この勢いは規制面にも波及し、2026年6月25日にFERCがマウンテン・バレー・サウスゲート・パイプラインのノースカロライナ州区間の建設を承認したことで、全長31マイルの延伸区間の2028年の供用開始に向けた進展が見られた。
EQTの第1四半期のフリーキャッシュフローが予想を上回り、サウスゲート計画の承認が得られたことで、今後の需要見通しについて新たな疑問が浮上している。TIKRでEQT株の予想やアナリストの目標株価を無料で追跡 →
アナリストはEQT株を69ドルと予想、FCFの推移もその見方を裏付けている

ウォール街は、EQT株のフリーキャッシュフローについて、2026年第2四半期に約2億6000万ドル、2026年第3四半期に約4億3000万ドルと予測しており、 第1四半期の急増後の季節的な縮小が見込まれるものの、2026年第4四半期には約8億2000万ドル、2027年第1四半期には約13億ドルまで回復すると予想されています。
EQT株の2026年第1四半期のフリーキャッシュフローは19億5,000万ドルとなり、市場予想の16億6,000万ドルを17.35%上回った。 前年同期比66.34%増という伸びは、実現価格の上昇と、垂直統合されたコスト基盤を背景に同時に達成された取引高の8.2%増を反映している。

15人のアナリストがEQT株を「買い」、3人が「アウトパフォーム」、6人が「ホールド」、1人が「アンダーパフォーム」と評価しており、平均目標株価は69ドルで、現在の株価51ドルから約35%の上昇余地を示唆している。
15件の「買い」評価と6件の「ホールド」評価には明確な意見の相違が表れている。

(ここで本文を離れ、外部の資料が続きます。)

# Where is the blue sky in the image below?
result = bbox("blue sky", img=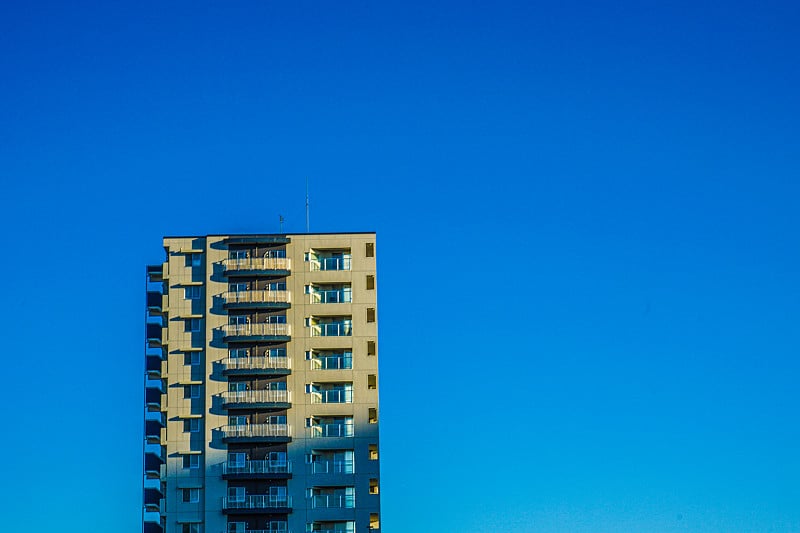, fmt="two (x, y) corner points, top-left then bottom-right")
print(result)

強気派は第1四半期の予想上振れを、収益の下限が恒久的にリセットされた証拠と見なしているのに対し、「ホールド」派は、第2四半期および第3四半期という業績の谷となる四半期の決算が発表されるのを待ってから判断を下そうとしている。
2026年、EQT株は割安か? TIKRの84ドルというモデルは構造的な割安を示唆
TIKRの中位シナリオでは、2030年12月までにEQTの株価は約84ドルになると予測しており、これは現在の株価51ドルから約63%のトータルリターン、あるいは4.5年間で年率約12%のリターンを意味します。

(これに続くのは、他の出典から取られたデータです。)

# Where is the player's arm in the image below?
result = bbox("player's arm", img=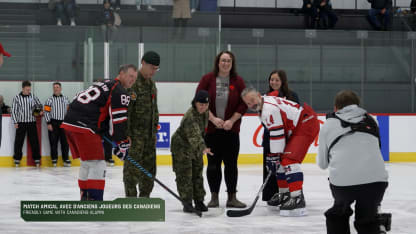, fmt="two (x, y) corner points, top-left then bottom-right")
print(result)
(316, 123), (330, 169)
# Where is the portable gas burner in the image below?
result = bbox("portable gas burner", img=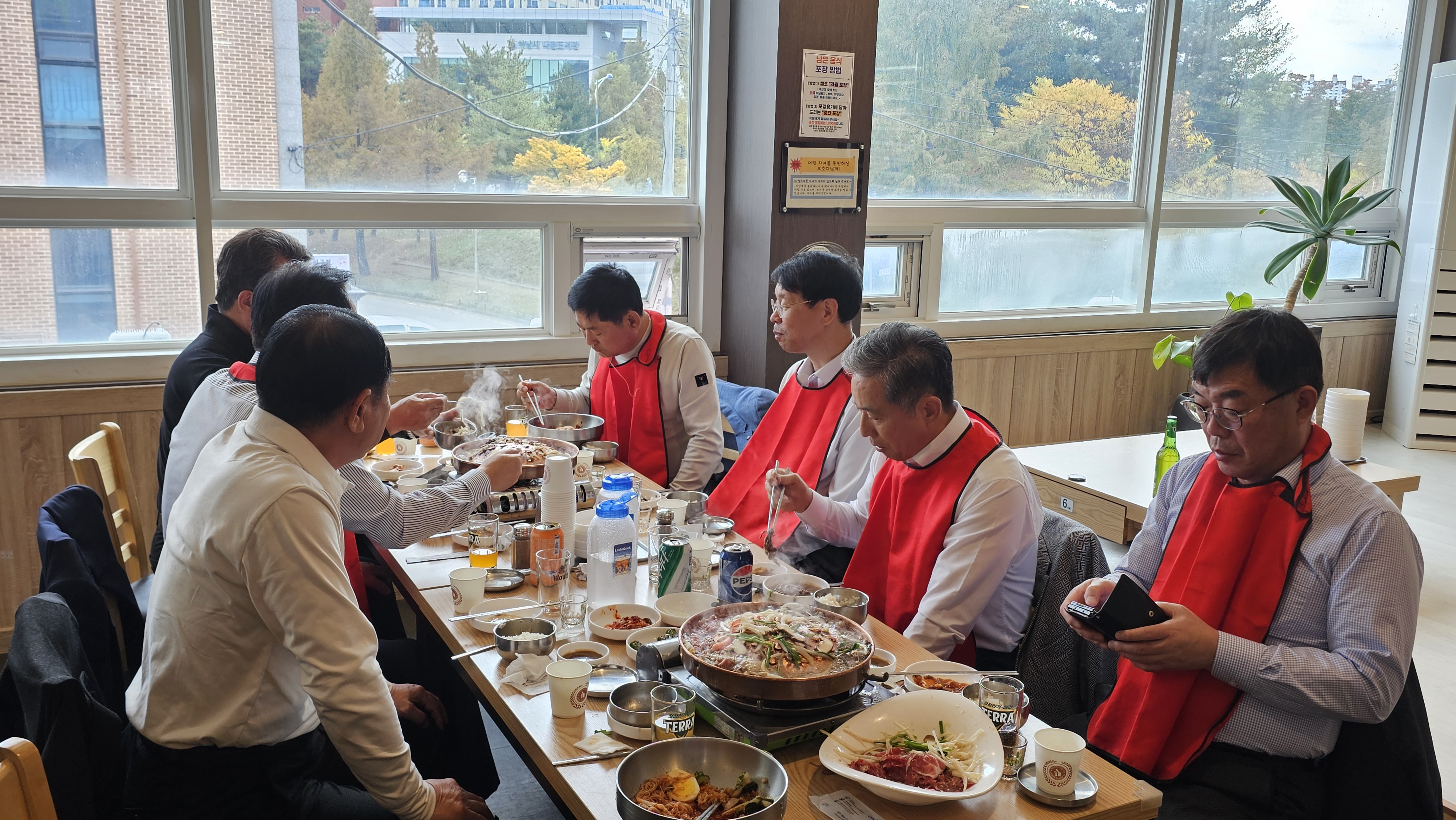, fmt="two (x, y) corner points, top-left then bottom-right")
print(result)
(667, 667), (894, 752)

第1四半期のフリーキャッシュフローが予想を17.35%上回ったことは、EQT株が2026年第2四半期の約2億6,000万ドルから2027年第1四半期の約13億ドルへと回復し、84ドルの目標株価を達成できることを裏付けています。
84ドルの目標価格を達成するためには、継続的なレバレッジ削減が必要ですが、EQT株はすでにその条件を満たしており、第1四半期に17億ドル超の債務返済を行い、フィッチによる格付けがBBBに引き上げられた結果、純負債は57億ドル弱まで減少しました。